What happened to the faith of these people I was too young to remember, but the telling of the incident to me when I was a boy made as deep an impression upon my mind as the witnessing of it did upon my father's mind. But that generation passed away. Another generation came, only to repeat in many strange and wonderful ways the experience of their forebears. I am not inclined to be facetious over the incident. I prefer to think of it as one of those gropings of the human spirit in its search after the meaning of life and an explanation of the ways of God. What surprises the detached observer, however, is the amazing virility of this apocalyptic vision of the end of the world. Through all the centuries days have been set, preparations have been made, people have watched and prayed expecting to see the heavens open, only to turn away disappointed, with their hopes crushed.
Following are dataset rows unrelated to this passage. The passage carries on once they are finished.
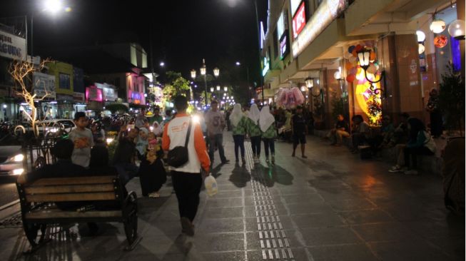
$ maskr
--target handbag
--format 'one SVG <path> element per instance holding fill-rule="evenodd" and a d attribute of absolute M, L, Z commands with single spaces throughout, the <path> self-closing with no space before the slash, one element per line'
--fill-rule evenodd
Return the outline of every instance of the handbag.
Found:
<path fill-rule="evenodd" d="M 167 163 L 174 168 L 179 168 L 186 164 L 189 160 L 188 153 L 188 143 L 189 142 L 189 133 L 191 130 L 191 118 L 189 119 L 189 124 L 188 126 L 188 132 L 186 133 L 186 140 L 185 141 L 184 146 L 176 146 L 171 150 L 168 150 L 167 155 Z"/>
But the vision never perishes. In one form or another, it has had its devotees from the days of Buddha and Mohammed to this hour.

And now April 27th, 1918 is set again for the great transformation. Perhaps sometime, by some chance or some intuition, some one may hit upon the day when the old order will pass and a new world be born over night. Who can tell what will happen in such a universe as this? And yet the probabilities are that the oft repeated story will be lived over again, and we shall tell our children and our children's children how the day passed and no portent came and men turned back to the long and trying task of making our new earth in which the Lord shall reign, in spirit if not in a human form.

—The Syracuse Herald, Syracuse, New York, January 13, 1918, page 6.